BEIJING (Reuters) - China’s central bank said on Wednesday variable policy settings around cross-border yuan account financing are aimed at helping curb “herd” effects in markets and improving the country’s financial supervision.
The central bank was responding to Reuters’ queries about how the People’s Bank of China set limits around banks’ cross-border yuan account financing.
Earlier this month, the PBOC said in a short statement on its Weibo microblog account that the upper limit on Chinese commercial banks’ cross-border financing is determined by their outstanding deposits and a counter-cyclical factor, which was 3 percent currently.
Under central bank rules issued in 2009, Chinese commercial banks are allowed to provide yuan account financing for selected overseas banks, with upper limits on it set at 1 percent of their outstanding deposits.
That implied a counter-cyclical coefficient of 1 percent, the central bank said, adding that this was raised to 3 percent in July 2013 in line with China’s economic and financial conditions, and that has been in place since then.
The counter-cyclical management of cross-border yuan financing will help curb “volatile market sentiments and large-scale ‘herd’ effects caused significant fluctuations in cross-border capital flows”, the PBOC said in the statement.

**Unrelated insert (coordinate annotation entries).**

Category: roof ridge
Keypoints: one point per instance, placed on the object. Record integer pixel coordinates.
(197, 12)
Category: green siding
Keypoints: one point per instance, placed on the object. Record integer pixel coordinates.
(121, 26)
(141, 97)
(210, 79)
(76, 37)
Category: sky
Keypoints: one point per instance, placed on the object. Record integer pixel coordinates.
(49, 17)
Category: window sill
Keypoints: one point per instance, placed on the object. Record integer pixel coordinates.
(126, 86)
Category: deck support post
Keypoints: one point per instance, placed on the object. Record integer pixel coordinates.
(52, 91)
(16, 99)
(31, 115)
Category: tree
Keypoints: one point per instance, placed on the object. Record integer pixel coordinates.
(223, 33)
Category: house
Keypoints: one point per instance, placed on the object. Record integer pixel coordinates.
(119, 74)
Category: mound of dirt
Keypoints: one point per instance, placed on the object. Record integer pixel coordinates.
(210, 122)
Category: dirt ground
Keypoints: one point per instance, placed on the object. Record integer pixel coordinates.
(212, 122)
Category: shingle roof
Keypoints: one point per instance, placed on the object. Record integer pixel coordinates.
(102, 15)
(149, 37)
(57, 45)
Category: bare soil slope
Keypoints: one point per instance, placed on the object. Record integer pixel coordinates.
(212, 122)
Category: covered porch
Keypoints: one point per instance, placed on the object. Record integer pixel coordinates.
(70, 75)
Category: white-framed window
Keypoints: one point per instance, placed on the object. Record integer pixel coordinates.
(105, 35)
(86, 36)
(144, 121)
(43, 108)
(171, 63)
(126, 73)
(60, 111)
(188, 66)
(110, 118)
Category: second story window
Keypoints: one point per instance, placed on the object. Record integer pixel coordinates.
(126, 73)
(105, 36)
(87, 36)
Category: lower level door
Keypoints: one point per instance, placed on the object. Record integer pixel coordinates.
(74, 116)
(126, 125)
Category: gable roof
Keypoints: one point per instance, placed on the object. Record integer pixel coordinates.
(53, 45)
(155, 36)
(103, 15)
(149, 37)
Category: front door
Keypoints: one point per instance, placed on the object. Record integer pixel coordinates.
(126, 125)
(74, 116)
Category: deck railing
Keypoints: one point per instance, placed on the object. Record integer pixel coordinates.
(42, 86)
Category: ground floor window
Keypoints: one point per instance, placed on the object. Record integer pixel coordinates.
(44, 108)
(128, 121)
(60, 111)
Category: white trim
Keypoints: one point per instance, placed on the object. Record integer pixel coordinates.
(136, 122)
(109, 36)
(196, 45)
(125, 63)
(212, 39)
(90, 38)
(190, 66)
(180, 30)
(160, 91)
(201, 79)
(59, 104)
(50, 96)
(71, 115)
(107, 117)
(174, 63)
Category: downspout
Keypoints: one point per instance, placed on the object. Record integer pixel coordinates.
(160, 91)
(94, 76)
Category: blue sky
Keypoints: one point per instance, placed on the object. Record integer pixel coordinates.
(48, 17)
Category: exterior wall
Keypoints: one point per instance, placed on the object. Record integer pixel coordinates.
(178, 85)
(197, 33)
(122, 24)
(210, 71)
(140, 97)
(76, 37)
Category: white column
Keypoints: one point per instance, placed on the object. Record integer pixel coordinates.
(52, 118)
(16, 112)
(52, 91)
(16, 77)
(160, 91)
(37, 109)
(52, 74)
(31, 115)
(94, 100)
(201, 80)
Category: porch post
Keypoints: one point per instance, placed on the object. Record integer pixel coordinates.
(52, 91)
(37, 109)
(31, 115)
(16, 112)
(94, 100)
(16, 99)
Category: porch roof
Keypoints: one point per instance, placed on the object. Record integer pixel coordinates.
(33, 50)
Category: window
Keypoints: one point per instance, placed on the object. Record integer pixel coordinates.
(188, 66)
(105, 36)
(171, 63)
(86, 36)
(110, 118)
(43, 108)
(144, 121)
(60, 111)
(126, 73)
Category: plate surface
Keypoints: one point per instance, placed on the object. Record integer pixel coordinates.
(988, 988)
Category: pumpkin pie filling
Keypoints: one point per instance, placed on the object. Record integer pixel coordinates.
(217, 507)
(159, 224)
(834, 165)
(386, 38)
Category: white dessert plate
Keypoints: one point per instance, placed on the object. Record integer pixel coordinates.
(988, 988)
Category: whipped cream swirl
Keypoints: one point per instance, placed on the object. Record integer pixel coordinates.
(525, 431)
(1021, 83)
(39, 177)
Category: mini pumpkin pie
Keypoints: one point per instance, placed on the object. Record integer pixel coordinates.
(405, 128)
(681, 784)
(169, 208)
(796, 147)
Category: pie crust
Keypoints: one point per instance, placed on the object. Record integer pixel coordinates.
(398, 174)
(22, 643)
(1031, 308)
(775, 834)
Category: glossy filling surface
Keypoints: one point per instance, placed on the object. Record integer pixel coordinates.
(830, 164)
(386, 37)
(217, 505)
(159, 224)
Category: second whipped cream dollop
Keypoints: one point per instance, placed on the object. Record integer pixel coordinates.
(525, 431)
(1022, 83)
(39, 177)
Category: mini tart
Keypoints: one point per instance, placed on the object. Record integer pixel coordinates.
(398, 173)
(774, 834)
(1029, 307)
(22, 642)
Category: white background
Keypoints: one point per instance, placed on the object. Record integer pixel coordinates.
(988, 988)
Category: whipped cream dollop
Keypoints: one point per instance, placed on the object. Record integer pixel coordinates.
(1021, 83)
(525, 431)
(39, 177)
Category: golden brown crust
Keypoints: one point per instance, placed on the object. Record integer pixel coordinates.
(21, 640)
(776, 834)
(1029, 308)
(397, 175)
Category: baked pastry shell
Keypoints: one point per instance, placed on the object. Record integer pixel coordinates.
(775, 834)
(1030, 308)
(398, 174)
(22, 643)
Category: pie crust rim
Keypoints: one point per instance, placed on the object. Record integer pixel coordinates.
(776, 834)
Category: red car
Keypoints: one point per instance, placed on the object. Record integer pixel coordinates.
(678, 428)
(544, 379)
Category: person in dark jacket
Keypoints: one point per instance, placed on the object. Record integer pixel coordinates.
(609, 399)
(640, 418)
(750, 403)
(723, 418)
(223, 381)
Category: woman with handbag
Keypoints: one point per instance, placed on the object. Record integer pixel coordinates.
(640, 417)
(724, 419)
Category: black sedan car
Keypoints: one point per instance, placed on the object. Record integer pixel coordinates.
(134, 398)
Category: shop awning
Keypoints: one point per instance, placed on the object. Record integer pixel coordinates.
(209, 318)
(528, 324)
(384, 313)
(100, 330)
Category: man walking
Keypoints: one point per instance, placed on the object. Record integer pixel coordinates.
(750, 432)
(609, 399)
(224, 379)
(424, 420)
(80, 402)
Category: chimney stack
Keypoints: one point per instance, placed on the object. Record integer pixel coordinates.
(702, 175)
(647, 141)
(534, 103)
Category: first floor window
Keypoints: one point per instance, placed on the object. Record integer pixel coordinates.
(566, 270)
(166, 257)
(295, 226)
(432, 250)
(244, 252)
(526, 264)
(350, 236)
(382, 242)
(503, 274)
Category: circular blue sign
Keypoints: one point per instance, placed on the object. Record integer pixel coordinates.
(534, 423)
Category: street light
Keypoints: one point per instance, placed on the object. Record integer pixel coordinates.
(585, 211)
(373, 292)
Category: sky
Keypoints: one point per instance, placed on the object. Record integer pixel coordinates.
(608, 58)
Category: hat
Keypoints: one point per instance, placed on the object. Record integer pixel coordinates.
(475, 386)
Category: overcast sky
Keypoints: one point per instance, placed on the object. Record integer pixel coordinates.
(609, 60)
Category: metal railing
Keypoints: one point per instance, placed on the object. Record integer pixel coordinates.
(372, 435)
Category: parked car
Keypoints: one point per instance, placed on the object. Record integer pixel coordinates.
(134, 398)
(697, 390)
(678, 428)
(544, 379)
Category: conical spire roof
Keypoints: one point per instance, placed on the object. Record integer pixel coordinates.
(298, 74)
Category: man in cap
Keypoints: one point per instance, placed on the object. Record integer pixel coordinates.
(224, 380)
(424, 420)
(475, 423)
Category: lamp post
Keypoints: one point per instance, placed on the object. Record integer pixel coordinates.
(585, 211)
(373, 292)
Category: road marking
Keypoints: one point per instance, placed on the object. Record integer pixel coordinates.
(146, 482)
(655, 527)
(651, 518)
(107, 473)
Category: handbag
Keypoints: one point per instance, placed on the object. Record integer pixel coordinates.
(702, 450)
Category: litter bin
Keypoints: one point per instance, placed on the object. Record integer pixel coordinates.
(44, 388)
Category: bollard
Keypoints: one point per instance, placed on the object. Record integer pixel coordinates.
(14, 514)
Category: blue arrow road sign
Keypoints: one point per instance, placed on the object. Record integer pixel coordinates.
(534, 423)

This practice is in line with macro-prudential policies recommenced by the Financial Stability Board (FSB) and the International Monetary Fund (IMF), the central bank said.
The adjustment aims to “further facilitate cross-border trade and investment, support the healthy development of cross-border renminbi (yuan) business and improve cross-border financing of commercial banks”, the central bank said.
A slide in the yuan CNY=CFXS and China's foreign exchange reserves in 2016 prompted regulators to restrict capital outflows, including a clampdown on "irrational" outbound investments.
There are some signs of a revival in the international use of the yuan after several years in the doldrums, but China policy sources said they don’t expect any significant relaxation of capital controls, even as the yuan rebounds.